Während Jovian noch staunte über diese Sinneswandlung bei dem fürchterlichen Schlacht-Riesen, traten auch die Gefolgen aus dem Waldversteck hervor. Ihr Herr habe ihnen verboten, zu fechten, sie wollten sein Schicksal teilen. Sie legten die Waffen nieder und ließen sich willig binden. Seltsame Leute, diese Germanen, nicht? »Sie nennen's Treue«, sagt Tacitus in ähnlichem Fall von ihnen.

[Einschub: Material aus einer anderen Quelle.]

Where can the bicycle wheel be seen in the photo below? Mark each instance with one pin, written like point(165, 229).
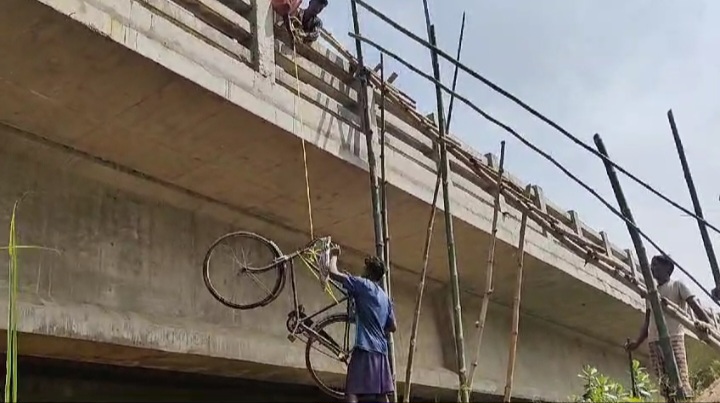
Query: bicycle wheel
point(244, 254)
point(327, 353)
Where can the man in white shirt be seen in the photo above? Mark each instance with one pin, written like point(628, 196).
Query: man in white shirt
point(679, 294)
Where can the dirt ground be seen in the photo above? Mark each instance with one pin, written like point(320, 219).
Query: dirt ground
point(711, 394)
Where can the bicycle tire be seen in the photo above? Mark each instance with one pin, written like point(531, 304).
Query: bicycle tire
point(280, 268)
point(344, 318)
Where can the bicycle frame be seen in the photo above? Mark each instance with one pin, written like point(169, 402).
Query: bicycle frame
point(303, 325)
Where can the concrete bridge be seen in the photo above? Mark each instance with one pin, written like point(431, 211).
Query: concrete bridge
point(140, 131)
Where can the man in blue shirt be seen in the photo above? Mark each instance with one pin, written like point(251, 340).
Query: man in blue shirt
point(369, 374)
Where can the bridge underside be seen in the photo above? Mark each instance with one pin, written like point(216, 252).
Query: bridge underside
point(80, 90)
point(78, 103)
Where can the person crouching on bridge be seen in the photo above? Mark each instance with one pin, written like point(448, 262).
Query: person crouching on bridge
point(679, 294)
point(309, 17)
point(369, 375)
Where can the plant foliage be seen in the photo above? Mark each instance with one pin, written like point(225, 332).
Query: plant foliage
point(600, 388)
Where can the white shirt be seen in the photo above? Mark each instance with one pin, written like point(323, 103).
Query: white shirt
point(677, 293)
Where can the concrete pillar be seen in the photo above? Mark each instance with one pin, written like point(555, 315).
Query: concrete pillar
point(262, 18)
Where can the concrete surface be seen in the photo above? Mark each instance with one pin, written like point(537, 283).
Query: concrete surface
point(144, 132)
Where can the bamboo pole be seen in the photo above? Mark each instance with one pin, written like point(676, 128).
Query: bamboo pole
point(426, 250)
point(707, 242)
point(420, 291)
point(456, 72)
point(449, 234)
point(367, 116)
point(480, 324)
point(387, 283)
point(652, 294)
point(514, 333)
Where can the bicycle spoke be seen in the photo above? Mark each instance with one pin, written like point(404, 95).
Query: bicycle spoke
point(236, 254)
point(260, 283)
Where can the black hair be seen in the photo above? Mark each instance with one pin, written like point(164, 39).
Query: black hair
point(375, 268)
point(664, 260)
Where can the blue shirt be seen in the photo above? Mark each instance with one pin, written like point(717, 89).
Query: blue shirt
point(373, 311)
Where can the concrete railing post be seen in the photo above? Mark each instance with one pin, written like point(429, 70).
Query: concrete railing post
point(263, 21)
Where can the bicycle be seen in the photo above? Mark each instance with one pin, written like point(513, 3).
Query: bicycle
point(301, 326)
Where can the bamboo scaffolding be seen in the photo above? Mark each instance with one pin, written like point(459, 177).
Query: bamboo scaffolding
point(707, 243)
point(420, 291)
point(592, 252)
point(653, 297)
point(426, 250)
point(450, 235)
point(515, 331)
point(384, 216)
point(480, 324)
point(527, 143)
point(529, 109)
point(368, 115)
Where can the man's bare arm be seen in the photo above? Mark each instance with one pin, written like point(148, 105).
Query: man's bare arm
point(643, 332)
point(334, 272)
point(697, 309)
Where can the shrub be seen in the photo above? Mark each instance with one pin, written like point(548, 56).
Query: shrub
point(600, 388)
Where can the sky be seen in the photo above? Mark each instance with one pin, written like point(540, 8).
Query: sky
point(613, 67)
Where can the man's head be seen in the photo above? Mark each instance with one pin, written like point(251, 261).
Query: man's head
point(662, 268)
point(374, 268)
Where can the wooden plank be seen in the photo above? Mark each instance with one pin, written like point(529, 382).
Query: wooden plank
point(220, 17)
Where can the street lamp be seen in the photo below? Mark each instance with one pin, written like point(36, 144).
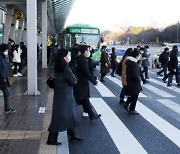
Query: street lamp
point(177, 31)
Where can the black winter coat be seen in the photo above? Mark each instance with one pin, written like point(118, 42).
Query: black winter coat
point(113, 60)
point(64, 115)
point(81, 89)
point(132, 77)
point(165, 58)
point(173, 63)
point(4, 83)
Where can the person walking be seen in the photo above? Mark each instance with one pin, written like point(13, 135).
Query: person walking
point(163, 59)
point(64, 107)
point(81, 89)
point(104, 63)
point(123, 76)
point(133, 82)
point(4, 83)
point(113, 61)
point(173, 66)
point(141, 50)
point(145, 62)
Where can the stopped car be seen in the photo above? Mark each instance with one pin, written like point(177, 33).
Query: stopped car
point(156, 56)
point(119, 53)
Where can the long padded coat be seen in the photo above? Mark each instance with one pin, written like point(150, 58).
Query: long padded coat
point(81, 89)
point(133, 77)
point(64, 105)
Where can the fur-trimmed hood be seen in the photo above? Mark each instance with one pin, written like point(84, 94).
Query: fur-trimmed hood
point(132, 59)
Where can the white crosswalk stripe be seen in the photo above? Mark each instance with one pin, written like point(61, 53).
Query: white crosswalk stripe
point(166, 128)
point(170, 104)
point(118, 82)
point(113, 124)
point(175, 89)
point(157, 91)
point(103, 90)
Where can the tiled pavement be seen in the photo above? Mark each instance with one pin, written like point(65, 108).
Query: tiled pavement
point(25, 132)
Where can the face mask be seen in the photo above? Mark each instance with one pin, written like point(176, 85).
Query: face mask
point(88, 55)
point(138, 57)
point(69, 59)
point(6, 53)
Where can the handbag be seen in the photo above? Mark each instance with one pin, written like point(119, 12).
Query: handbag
point(119, 69)
point(50, 82)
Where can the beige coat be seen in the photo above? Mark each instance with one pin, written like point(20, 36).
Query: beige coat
point(123, 73)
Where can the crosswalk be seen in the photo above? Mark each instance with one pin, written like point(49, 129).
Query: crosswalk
point(155, 92)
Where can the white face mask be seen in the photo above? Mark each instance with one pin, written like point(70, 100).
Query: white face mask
point(67, 58)
point(138, 58)
point(6, 53)
point(88, 55)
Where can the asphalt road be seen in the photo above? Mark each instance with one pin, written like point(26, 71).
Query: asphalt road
point(156, 130)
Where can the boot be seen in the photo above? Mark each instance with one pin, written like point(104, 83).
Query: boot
point(52, 138)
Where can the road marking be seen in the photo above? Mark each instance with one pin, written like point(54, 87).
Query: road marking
point(42, 110)
point(170, 104)
point(157, 91)
point(165, 127)
point(118, 82)
point(103, 90)
point(117, 130)
point(175, 89)
point(64, 147)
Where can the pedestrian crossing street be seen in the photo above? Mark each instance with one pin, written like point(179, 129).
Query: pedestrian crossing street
point(154, 96)
point(109, 118)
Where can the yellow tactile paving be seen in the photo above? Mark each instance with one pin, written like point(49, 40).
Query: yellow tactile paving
point(44, 148)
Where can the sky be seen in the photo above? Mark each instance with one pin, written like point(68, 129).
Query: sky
point(110, 14)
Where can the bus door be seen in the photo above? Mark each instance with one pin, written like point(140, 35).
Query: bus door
point(68, 41)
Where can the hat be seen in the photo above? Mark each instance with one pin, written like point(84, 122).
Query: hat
point(3, 47)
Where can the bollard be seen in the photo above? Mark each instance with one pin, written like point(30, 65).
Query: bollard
point(152, 64)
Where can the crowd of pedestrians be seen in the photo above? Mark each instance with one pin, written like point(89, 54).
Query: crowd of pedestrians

Wie groß war mein Erstaunen, als in mein Feldherrnzelt, wo mich meine Befehlshaber glückwünschend umringten, Jovian beim Fackelschein seinen gewaltigen Gefangenen führte! Ich sprach ihn freundlich an, versicherte ihn seines Lebens, wenn ich ihn auch dem Imperator zusenden müsse nach Rom. Bleich, ohne eine Miene zu verziehen, ohne ein Wort hörte er mich an. Endlich betrachtete er noch einmal mit starrem Blick den Schwertstumpf in seiner Faust und warf ihn dann auf den Teppich zu meinen Füßen: »Es ist aus. Alles ist gleich. Es gibt keine Götter, auch Donar ist nicht. – Laßt mich schlafen . . . schlafen!« Und mit einer müden Handbewegung griff er an die Stirn, wo ich nun eine mächtige, blutunterlaufene Beule wahrnahm. Er schloß die Augen, als wolle er im Stehen einschlafen.

Ich entließ ihn; ich höre, er schläft fast ununterbrochen; wacht er auf, so stöhnt er: »Es ist alles gleich auf Erden; es gibt keine Götter«, wendet sich auf die andere Seite und – schläft weiter; »morbus veternus«, »Schlafsucht«, nannte es achselzuckend Oribasius, den ich zu ihm sandte, ein träumerisches Brüten. In einigen Tagen schick ich ihn, zusammen mit den wertvollsten Stücken aus der Beute, an den Imperator. Sonst haben wir nicht viele Gefangene gemacht. Von den übrigen Königen ist einer gefallen, die fünf andern sind, schwer verwundet, entkommen; keiner wich vom Schlachtfeld, sagen die Gefangenen, solang er den Arm heben konnte; die Unsrigen schwelgten im Schlachten, daß mir graute. Sechstausend tote Feinde haben wir auf dem Schlachtfelde gezählt und fromm bestattet: Unzählbar sind die Haufen, die der Fluß verschlang. Unser Verlust ist erstaunlich gering: in dem fünfstündigen Kampfe nur zweihundertsechsundvierzig Tote – dank unsern undurchdringbaren Schutzwaffen – und etwa neunhundert Verwundete.